Chaque jour, le Vieux Monsieur et Hékate allaient se promener dans la forêt. Ses voisins et même la Dame qui Venait pour le Ménage avaient noté qu’il semblait plus joyeux depuis que la chienne était arrivée chez lui. Personne, donc, n’avait fait de remarque sur le fait qu’au fond on ne savait pas d’où venait l’animal. Elle était au Vieux Monsieur maintenant, et il semblait avoir retrouvé une seconde jeunesse. Elle lui suivait partout où il allait. Quand il partait faire ses courses, elle l’attendait sagement assise à l’entrée des magasins et quand il s’occupait de son jardin, elle l’aidait à sa façon. Elle grattait la terre au pied des plantes et des arbustes, poussait l’arrosoir de son museau ou s’allongeait simplement à côté de lui.

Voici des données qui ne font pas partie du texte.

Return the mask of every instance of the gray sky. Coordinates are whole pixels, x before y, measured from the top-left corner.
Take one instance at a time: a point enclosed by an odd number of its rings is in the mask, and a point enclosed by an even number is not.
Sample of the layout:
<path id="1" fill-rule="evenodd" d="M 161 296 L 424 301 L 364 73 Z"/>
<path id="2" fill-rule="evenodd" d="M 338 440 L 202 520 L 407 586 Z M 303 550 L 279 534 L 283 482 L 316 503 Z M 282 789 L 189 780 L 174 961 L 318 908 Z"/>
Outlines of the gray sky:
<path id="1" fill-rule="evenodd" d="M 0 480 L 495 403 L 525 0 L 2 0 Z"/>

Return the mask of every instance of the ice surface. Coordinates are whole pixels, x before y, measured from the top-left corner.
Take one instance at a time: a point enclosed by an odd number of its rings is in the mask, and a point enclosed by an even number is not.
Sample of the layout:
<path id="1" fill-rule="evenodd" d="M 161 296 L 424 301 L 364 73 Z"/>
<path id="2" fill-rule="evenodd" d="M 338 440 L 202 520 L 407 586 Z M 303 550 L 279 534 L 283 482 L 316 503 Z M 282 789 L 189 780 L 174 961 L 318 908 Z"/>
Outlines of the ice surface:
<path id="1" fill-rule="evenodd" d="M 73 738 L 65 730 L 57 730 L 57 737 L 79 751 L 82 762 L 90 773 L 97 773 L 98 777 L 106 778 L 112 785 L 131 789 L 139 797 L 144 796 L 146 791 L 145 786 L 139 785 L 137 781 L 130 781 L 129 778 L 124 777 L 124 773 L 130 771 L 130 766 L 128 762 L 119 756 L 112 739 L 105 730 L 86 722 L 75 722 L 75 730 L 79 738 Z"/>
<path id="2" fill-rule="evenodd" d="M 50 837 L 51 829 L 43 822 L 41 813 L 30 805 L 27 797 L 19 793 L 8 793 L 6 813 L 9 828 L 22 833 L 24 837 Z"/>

Le Vieux Monsieur accordait une attention particulière à un pied de rosier qui se trouvait sous la fenêtre du bureau de son Épouse. Ses tiges étaient d’un vert sombre, légèrement luisant, ses feuilles veloutées et fines comme de la dentelle. Il se balançait doucement dans la brise tiède, mais, contrairement aux autres plantes du jardin, il ne portait aucun bourgeon, aucune fleur. Parfois, le Vieux Monsieur le regardait avec inquiétude, un pli barrant son front ridé. Il faisait tout ce qu’il pouvait, s’aidant des carnets de feue sa femme ou de livres trouvés ici et là, mais le buisson s’obstinait à ne rien donner d’autre que des feuilles et à pousser plus haut.

Malgré son aspect imposant et intimidant, Hékate était d’une très grande douceur. Elle n’aboyait jamais quand quelqu’un passait devant son portail, au contraire du Petit Roquet qui habitait plus bas dans la rue, et quand les enfants qui allaient à la Mare l’appelaient, elle venait doucement renifler leurs mains tendues et donnait sa tête pour avoir une caresse. Tout le monde disait qu’elle était fort sympathique, jusqu’à l’arrivée du Jeune Homme.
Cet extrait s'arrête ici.